If the new believer backslides, though, like Jason was suggesting he might, Christians are likely to believe that he wasn’t really saved. False conversions are a glaring wart on the face of Christian evangelism. In the book that accompanies our Way of the Master program, I found several sobering statistics about the percentage of apparent converts who stay involved with the church in the long term, including one from Peter Wagner, a seminary professor in California who estimated that only 3 to 16 percent of the converts at Christian crusades stay involved.

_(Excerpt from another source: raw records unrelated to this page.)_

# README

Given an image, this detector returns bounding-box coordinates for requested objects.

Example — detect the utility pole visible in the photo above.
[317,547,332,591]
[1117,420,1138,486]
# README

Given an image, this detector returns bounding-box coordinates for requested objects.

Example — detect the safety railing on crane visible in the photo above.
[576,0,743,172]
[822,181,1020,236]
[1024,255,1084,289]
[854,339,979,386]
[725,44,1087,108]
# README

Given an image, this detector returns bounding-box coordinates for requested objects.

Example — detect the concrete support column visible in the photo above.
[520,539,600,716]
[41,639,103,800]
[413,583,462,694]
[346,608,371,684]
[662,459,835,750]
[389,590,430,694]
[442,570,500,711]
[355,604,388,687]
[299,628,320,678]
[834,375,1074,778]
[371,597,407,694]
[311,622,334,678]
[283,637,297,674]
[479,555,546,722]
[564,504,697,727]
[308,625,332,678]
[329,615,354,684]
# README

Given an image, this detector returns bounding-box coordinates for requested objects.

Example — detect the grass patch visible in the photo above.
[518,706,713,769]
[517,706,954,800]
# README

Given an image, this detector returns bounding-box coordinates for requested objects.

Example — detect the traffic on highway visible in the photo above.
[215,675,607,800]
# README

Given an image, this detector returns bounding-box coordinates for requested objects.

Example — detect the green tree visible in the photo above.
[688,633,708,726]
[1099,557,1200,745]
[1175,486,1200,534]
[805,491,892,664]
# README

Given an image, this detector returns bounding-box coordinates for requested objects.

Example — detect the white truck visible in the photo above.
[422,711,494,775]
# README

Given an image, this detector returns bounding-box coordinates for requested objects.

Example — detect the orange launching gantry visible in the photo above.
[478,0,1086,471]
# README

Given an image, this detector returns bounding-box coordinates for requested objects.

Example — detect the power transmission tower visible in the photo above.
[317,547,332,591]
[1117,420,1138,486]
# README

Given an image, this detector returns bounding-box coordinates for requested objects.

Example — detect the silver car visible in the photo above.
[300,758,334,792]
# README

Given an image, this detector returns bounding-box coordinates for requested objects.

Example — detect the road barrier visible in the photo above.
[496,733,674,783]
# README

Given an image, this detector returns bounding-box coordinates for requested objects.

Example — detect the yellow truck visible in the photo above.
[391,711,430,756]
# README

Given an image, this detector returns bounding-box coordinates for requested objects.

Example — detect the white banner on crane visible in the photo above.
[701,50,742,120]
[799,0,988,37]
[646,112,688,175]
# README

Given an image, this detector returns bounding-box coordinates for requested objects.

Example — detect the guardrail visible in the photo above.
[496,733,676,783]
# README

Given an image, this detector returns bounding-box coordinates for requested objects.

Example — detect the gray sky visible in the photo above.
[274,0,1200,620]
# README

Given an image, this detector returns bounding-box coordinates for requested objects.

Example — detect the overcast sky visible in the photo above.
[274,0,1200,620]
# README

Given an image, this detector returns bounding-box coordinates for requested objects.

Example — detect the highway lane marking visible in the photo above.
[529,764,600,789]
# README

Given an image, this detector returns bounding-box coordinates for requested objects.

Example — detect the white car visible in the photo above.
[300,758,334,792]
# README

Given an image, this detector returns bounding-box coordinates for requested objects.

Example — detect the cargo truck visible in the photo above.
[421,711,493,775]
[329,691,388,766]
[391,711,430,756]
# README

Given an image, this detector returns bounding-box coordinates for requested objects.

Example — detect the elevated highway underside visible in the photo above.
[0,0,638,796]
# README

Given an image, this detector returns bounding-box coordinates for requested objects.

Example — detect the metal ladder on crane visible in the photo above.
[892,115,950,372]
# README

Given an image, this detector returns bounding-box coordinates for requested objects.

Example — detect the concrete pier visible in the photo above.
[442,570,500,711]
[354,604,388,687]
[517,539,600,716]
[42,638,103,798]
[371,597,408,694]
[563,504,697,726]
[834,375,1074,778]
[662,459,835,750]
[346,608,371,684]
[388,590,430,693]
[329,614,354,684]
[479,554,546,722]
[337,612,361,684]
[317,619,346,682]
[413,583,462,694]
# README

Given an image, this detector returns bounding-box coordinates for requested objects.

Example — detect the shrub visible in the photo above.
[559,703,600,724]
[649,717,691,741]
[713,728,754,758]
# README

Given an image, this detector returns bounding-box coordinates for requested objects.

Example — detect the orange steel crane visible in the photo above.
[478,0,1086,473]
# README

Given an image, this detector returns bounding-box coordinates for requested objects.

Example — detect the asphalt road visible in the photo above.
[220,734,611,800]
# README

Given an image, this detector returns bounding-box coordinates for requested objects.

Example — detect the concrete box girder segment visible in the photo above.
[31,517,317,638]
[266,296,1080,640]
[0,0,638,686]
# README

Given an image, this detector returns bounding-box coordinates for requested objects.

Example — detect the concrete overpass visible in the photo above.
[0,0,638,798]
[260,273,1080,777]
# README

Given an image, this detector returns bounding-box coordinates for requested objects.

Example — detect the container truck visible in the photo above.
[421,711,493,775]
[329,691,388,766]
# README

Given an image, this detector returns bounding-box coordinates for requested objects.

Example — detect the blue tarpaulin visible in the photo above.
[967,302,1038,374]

The false conversion rate is profoundly depressing if you believe in this stuff. After all, if we get ten converts during this week—an optimistic number—and our false conversion numbers are consistent with the average, this group has spent a week’s worth of twelve-hour days, thousands of dollars, and suffered massive amounts of emotional trauma for what? One more Christian? Two?
There must be an easier way.
[…]Then again, maybe this trip was never all about the Spring Breakers. Battleground evangelism, it turns out, can be just as useful for the evangelists as for the non-believers. For these Liberty students, going to Daytona is a tool for self-anaesthetization, a way to get used to the feeling of being an outcast in the secular world. The first 40 times someone blows you off, it feels awful. The second 40 times, you start reassuring yourself that all of this must serve a higher purpose. By the end of the week, you get the point—you are going to be mocked and scorned for your faith, and this is the way it’s supposed to be.